Os hábitos de consumo no Brasil
Enviada em 28/09/2021
Durante o governo do ex-presidente Lula foi criada uma forma de conceder créditos para a população, aumentando o poder de compra e elevando famílias pobres para a classe média, porém endividadas. Essa situação acontece ainda na realidade brasileira, em que consumidores compram de forma impensável e sofrem depois para quitarem suas dívidas. Nesse prisma, destacam-se dois aspectos importantes sobre à temática: o consumo sem planejamento e o status que vai ser dado a pessoa só porque ela adquiriu determinado produto.

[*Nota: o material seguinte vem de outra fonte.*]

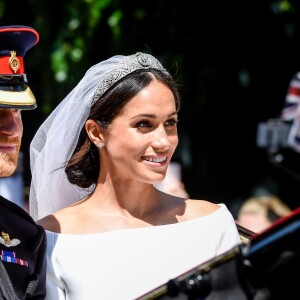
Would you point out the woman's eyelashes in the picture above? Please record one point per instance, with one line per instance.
(171, 123)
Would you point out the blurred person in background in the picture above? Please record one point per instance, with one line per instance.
(259, 213)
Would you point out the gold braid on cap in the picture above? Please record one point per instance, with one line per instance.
(130, 64)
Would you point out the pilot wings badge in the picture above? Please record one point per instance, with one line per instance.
(6, 241)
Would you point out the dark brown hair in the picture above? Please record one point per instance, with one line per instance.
(83, 167)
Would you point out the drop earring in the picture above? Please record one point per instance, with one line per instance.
(100, 145)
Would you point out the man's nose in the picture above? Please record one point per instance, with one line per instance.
(9, 122)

Primeiramente, é indubitável que comprar sem planejamento é um dos grandes problemas dos brasileiros. Isso acontece porque as pessoas querem obter algo não porque estão realmente precisando, mas sim pelo ato de comprar ser uma “descontração” ou por causa de promoções que são oferecidas por lojas. Um levantamento do Serviço de Proteção ao Crédito e da Confederação Nacional de Dirigentes Logistas, revela que 40,2% dos entrevistados das classes A e B admitem que comprar é uma forma de reduzir o estresse e ao mesmo tempo as classes C, D e E são as que mais compram motivadas por ofertas de preços baixos. No entanto, quando são feitas com o uso do cartão de crédito podem gerar prejuízo financeiro e muitas preocupações. Dessa forma, uma boa educação financeira ensinada desde cedo é um caminho para reduzir hábitos de consumo.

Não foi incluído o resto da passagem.